So The Fat Duck is the best Restaurant in the World. A strange concept, can anyone claim to have actually eaten in the entire top ten? One would have to be something of a globetrotter to achieve that. Even I cannot say I have eaten in all these restaurants and so I must take the result on trust.
But I am so glad for dear Heston. Being named after a motorway service station was a handicap many of us would have found hard to overcome. Parents can be so cavalier with names, one wonders what all the young Rollos will feel when they come to realise that their trendy name is based on a cartoon King, or possibly a form of chocolate sweet.
I was of course at school with Heston, although he was in the Lower First whilst I was in the Upper Sixth (Classics). Even then his gift for chemistry, or 'stinks' as we called it, was evident. After he blew up the lab for the fifth time, with the attendant loss of the school hamster, he was encouraged to do his experiments in a small wooden hut behind the cricket nets. Incidentally there was a nasty rumour that the hamster (Mr Snuffles) was not instantly vaporised as Heston claimed but was eaten after being inflated with nitrous oxide. We never found any remains, so no one could be entirely sure.
But where will this trend for food as a chemical experiment take us? Up our own fundaments I fear. No doubt in a few years time the Restaurant of the Year will be the opposite of the Fat Duck - a cave in Tuscany where a half blind old crone roasts locally garrotted wildlife over a slow fire and serves it on plates made from compressed cow dung. These days we laugh at Nouvelle Cuisine, perhaps one day we will pour scorn on the likes of Heston too. We food critics are like music critics; we set them up to knock them down, always looking for a new bandwagon to jump upon.
I myself have begun a new cuisine which I call 'Bouffe trouve', or 'Found food'. Each day I patrol the woods and fields of my country estate to find what has died naturally overnight. This I then present to my delighted housekeeper so that she can make something daring and original from it for supper. Unfortunately demand has outpaced supply and things simply weren't dying fast enough. This caused a problem and guests for dinner became fewer. However after eating a vast quantity of cheese one night, I had a dream which gave me the answer.
My electric fence is designed to deter wildlife from eating my border flowers and vegetables in the kitchen garden. It delivers a small shock to the intruding animal. How much better it would be, my dream told me, if I were to uprate the voltage so that it would kill the animal stone dead and perhaps, if the voltage was higher still, even cook them too! Delirious with excitement at my plan, the very next morning I had the groundskeeper wire up the fence accordingly. He was not, it has to be said, very encouraging. 'Tis a crazy plan yer Lurrrdship,' he grumbled in his charming brogue but I whipped him on and reminded him of his tied cottage.

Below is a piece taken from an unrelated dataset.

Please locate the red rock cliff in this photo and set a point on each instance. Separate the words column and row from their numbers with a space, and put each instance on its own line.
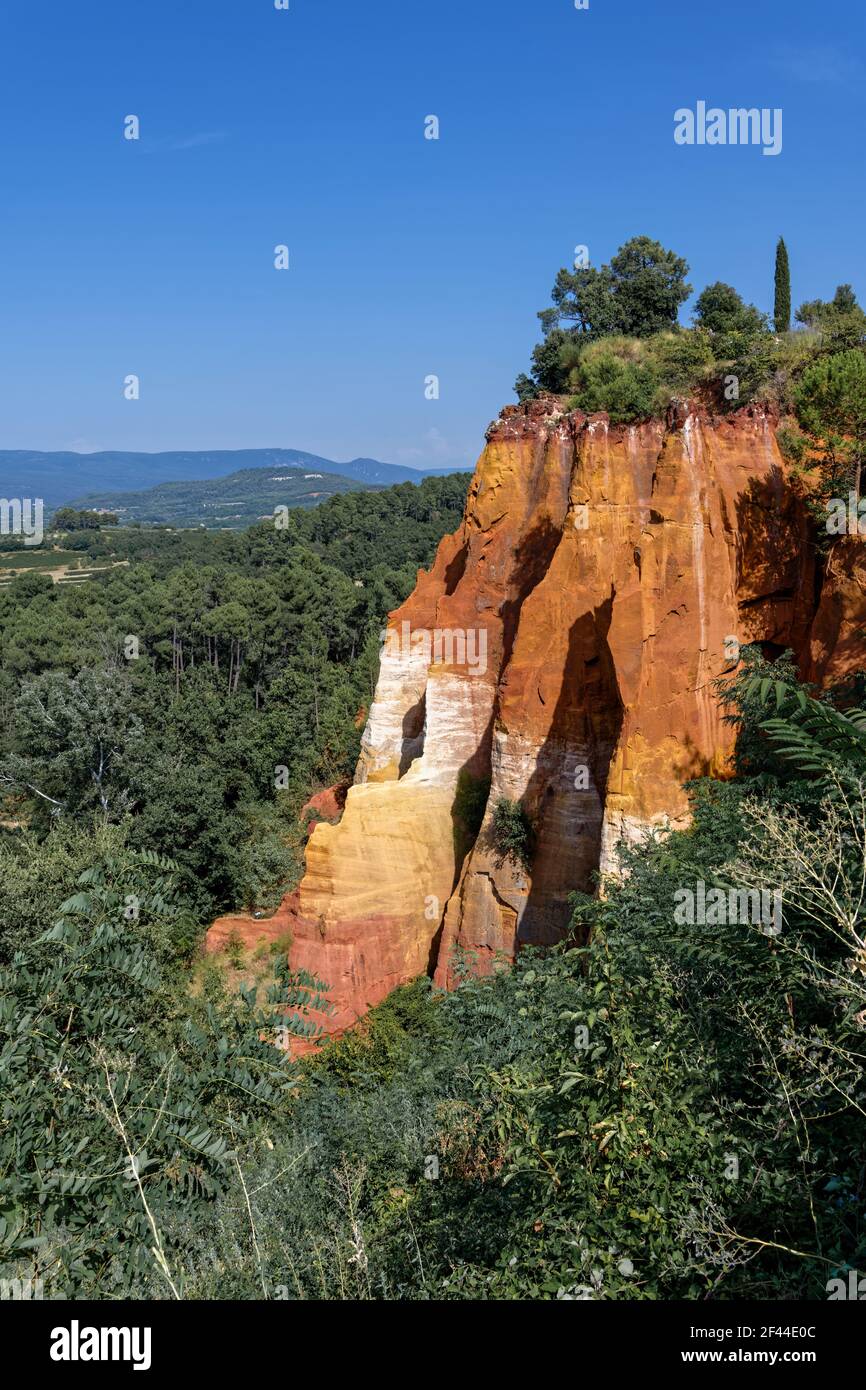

At first the results were really rather promising: a bag of some rabbits, a small tortoise and the neighbour's daughter's pony. All vermin and all unmourned (the neighbour's daughter did make a small fuss, but it passed over). However this morning I discovered the body of a man who turned out to be our village postman. It was the large sack that finally gave it away, as well as the circumstantial fact that we have received no post at all for the last week.
So as I await a visit from our local policeman, who was really rather rude to me about the whole affair, I have to conclude that starting a new trend in cooking is a risky business. I hope dear Heston has a back up plan for when the tide of fashion retreats from his particular stretch of the beach.